Il n'y a pas lieu de percevoir de frais de justice, la procédure étant gratuite (art. 61 let. a LPGA), ni d'allouer de dépens dès lors que la recourante n'obtient pas gain de cause (art. 61 let. g LPGA et 55 LPA-VD).
Par ces motifs, la Cour des assurances sociales prononce :
I. Le recours est rejeté.
II. La décision sur opposition rendue le 12 septembre 2012 par la Caisse de chômage Unia est confirmée.
III. Il n'est pas perçu de frais judiciaires, ni alloué de dépens.
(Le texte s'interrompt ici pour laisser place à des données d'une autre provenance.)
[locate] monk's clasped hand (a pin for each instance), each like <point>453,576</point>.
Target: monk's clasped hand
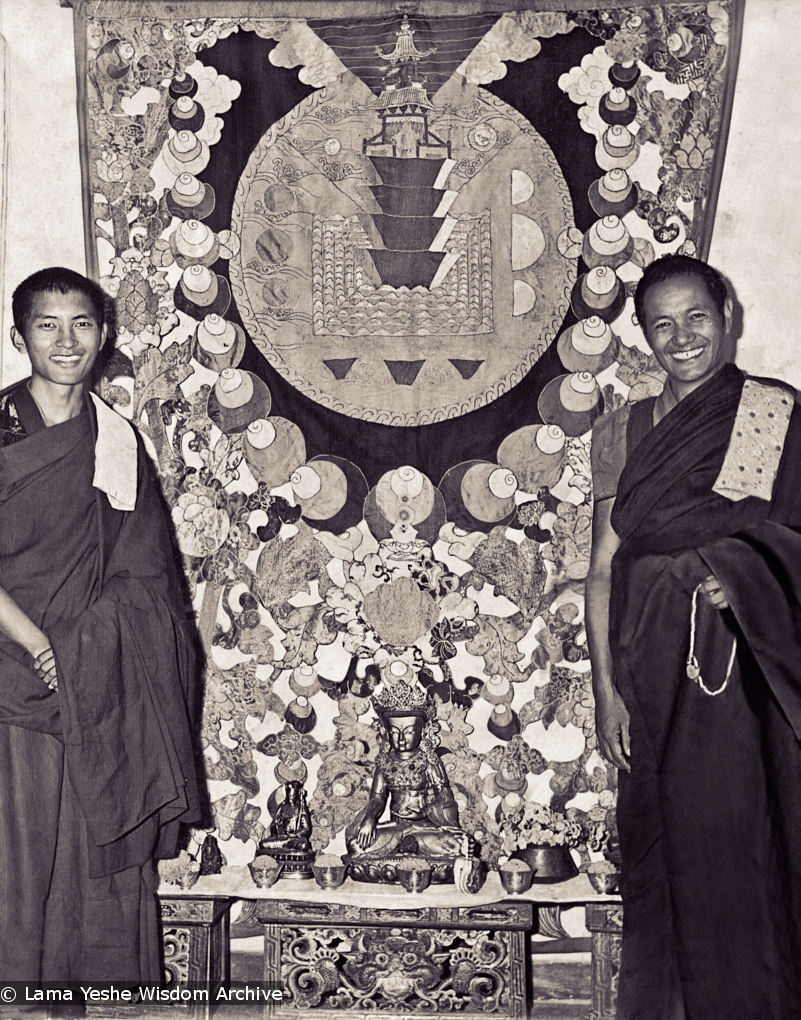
<point>45,666</point>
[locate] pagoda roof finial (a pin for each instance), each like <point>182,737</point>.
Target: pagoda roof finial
<point>405,51</point>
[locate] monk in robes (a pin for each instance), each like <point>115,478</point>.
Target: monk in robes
<point>694,621</point>
<point>98,684</point>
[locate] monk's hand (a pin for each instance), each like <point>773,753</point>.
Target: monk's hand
<point>611,726</point>
<point>366,833</point>
<point>45,666</point>
<point>713,592</point>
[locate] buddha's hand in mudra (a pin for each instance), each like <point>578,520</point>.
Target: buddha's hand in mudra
<point>365,835</point>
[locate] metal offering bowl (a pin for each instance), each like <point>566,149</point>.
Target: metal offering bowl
<point>414,879</point>
<point>604,882</point>
<point>330,876</point>
<point>264,877</point>
<point>515,882</point>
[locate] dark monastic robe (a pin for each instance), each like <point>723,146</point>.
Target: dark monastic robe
<point>94,778</point>
<point>709,816</point>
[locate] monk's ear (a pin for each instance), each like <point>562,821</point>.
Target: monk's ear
<point>17,340</point>
<point>729,309</point>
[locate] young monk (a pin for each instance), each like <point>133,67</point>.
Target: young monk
<point>98,676</point>
<point>694,622</point>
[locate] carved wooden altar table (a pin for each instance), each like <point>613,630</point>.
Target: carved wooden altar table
<point>363,948</point>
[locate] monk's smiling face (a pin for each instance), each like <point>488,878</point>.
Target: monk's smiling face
<point>686,330</point>
<point>62,338</point>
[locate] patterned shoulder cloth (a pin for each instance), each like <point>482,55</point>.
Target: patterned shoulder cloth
<point>11,428</point>
<point>751,461</point>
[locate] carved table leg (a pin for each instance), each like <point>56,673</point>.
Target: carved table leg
<point>604,922</point>
<point>197,946</point>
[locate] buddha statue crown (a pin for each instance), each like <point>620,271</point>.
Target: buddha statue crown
<point>403,699</point>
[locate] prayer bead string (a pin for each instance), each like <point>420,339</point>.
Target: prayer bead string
<point>693,669</point>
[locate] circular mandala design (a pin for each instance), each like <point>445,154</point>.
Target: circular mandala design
<point>318,302</point>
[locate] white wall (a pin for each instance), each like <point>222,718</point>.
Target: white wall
<point>757,234</point>
<point>757,238</point>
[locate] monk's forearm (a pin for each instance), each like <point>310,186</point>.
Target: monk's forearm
<point>597,592</point>
<point>19,627</point>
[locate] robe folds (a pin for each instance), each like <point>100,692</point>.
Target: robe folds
<point>709,816</point>
<point>95,777</point>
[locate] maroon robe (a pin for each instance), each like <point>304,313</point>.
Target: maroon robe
<point>710,814</point>
<point>94,778</point>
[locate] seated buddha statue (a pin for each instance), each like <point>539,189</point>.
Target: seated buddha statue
<point>291,825</point>
<point>409,775</point>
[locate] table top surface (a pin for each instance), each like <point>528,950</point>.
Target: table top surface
<point>237,883</point>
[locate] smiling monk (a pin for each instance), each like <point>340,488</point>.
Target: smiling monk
<point>98,678</point>
<point>694,621</point>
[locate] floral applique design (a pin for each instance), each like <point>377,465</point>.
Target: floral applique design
<point>11,429</point>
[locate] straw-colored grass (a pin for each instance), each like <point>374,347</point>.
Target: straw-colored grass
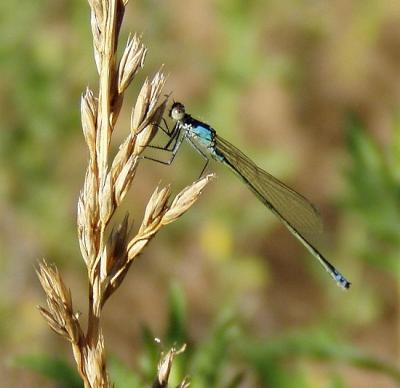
<point>109,254</point>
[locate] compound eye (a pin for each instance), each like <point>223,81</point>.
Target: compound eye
<point>178,111</point>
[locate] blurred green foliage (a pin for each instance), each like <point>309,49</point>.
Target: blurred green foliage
<point>373,181</point>
<point>228,358</point>
<point>277,78</point>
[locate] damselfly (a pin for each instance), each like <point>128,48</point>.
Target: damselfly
<point>295,212</point>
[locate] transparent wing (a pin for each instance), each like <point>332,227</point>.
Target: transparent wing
<point>286,203</point>
<point>295,211</point>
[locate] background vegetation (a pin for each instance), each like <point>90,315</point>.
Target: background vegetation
<point>311,91</point>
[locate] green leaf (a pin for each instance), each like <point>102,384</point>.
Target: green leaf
<point>54,368</point>
<point>121,375</point>
<point>176,331</point>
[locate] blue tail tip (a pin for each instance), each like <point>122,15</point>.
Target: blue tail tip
<point>342,281</point>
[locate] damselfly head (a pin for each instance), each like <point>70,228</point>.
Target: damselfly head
<point>177,111</point>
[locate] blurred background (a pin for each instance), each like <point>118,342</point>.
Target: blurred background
<point>310,90</point>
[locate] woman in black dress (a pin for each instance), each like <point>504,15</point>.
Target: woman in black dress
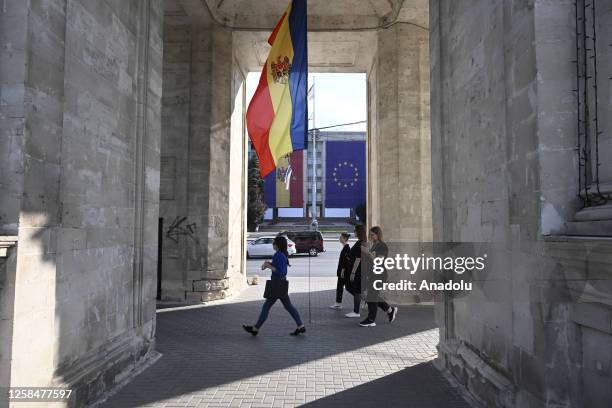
<point>378,249</point>
<point>352,282</point>
<point>342,270</point>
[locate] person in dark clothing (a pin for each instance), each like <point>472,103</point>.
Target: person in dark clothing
<point>353,280</point>
<point>343,269</point>
<point>378,249</point>
<point>278,266</point>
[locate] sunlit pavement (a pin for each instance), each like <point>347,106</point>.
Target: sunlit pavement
<point>209,361</point>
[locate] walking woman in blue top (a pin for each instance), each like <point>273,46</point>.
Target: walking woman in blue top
<point>278,266</point>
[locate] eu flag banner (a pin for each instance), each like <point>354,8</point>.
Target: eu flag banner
<point>345,174</point>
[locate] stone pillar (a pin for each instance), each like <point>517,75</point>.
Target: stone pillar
<point>80,106</point>
<point>204,147</point>
<point>399,154</point>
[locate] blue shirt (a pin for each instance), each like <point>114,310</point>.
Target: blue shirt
<point>279,261</point>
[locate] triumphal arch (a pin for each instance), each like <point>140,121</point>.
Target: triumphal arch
<point>116,115</point>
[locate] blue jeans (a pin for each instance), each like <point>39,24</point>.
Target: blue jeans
<point>268,305</point>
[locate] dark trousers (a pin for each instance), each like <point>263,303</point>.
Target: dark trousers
<point>356,296</point>
<point>265,310</point>
<point>339,289</point>
<point>373,308</point>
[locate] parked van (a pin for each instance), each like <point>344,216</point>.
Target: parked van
<point>306,242</point>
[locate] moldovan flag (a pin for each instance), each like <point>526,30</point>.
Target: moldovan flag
<point>277,118</point>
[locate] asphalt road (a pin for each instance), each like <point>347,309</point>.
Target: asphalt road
<point>323,265</point>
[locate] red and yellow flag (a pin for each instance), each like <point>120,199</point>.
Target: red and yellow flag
<point>277,117</point>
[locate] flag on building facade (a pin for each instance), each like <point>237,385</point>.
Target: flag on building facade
<point>345,174</point>
<point>277,117</point>
<point>284,187</point>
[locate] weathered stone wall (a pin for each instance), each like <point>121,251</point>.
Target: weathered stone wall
<point>175,153</point>
<point>400,175</point>
<point>203,152</point>
<point>502,122</point>
<point>83,180</point>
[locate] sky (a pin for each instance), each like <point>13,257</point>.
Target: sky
<point>339,98</point>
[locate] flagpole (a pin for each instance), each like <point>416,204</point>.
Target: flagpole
<point>314,223</point>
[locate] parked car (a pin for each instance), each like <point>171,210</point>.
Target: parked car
<point>306,242</point>
<point>262,246</point>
Le président : Le greffier :
Du
L'arrêt qui précède, dont la rédaction a été approuvée à huis clos, est notifié à :
Secrétariat d'Etat à l'économie,
par l'envoi de photocopies.
Le présent arrêt peut faire l'objet d'un recours en matière de droit public devant le Tribunal fédéral au sens des art. 82 ss LTF (loi du 17 juin 2005 sur le Tribunal fédéral; RS 173.110), cas échéant d'un recours constitutionnel subsidiaire au sens des art. 113 ss LTF. Ces recours doivent être déposés devant le Tribunal fédéral (Schweizerhofquai 6, 6004 Lucerne) dans les trente jours qui suivent la présente notification (art. 100 al. 1 LTF).